Geospatial Analytics Project

Course Resources

 


Synopsis

In this globalising and competitive business environment, the value of location as a business measure is fast becoming an important consideration for organisation. GIS with its capability to capture, manage, display, and analyse business information spatially is emerging as a location intelligence tool.
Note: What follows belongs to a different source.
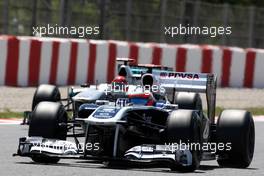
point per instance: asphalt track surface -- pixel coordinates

This course provides students with an introduction to the concepts, principles and methods of geospatial analytics and their practical applications of geospatial analytics in real world operations. Emphasis will be placed on (i) locating, acquiring and integrating business data into geospatial data repository, (ii) understand the principles and methodologies of the geocoding process, (iii) become familiar with geovisualisation, spatial analysis and location modelling techniques, and (iv) explore the technologies and possibilities of server-based and/or web-based spatially enabled decision support systems.


Course Objectives

Upon completion of the course, students will be able to:

  • Understand the basic concepts and theories of GIScience and geospatial analytics,
  • Create and manage spatially-enabled real world data,
  • Use appropriate geovisualisation and mapping techniques to analyse and visualise geographical data,
  • Understand the basic concepts and methods of geocomputation and geospatial analytics,
  • Use appropriate geospatial analysis methods in detecting, analysing and modelling geospatial patterns and relationships, and
  • Design and implement spatially enabled geospatial analytics applications.


Competencies

  • Explaining the concepts of and principles of Geospatial Analytics.
  • Describing the differences between Geospatial Analytics and Geographic Information Systems (GIS).
  • Importing, wrangling and transforming geographical data.
  • Geocoding and georeferencing geographical data.
  • Describing the basic principles and concepts of geographical data visualisation and thematic mapping design.
  • Performing geoprocessing and spatial analysis for solving real world problems.
  • Applying raster-based cartographic modelling for solving real world problems.
  • Explaining the principles of spatial point patterns and providing accurate interpretation of spatial point patterns analysis results.
  • Explaining the methods of area-based analysis and providing accurate interpretation of area-based analysis results.
  • Explaining the methods of geographically weighted regression and providing accurate interpretation of the analysis results.
  • Explaining the methods of spatial data mining and providing accurate interpretation of the analysis results.
  • Designing geospatial application programmatically by using free and open source software and packages (i.e. R, R packages and R shinny).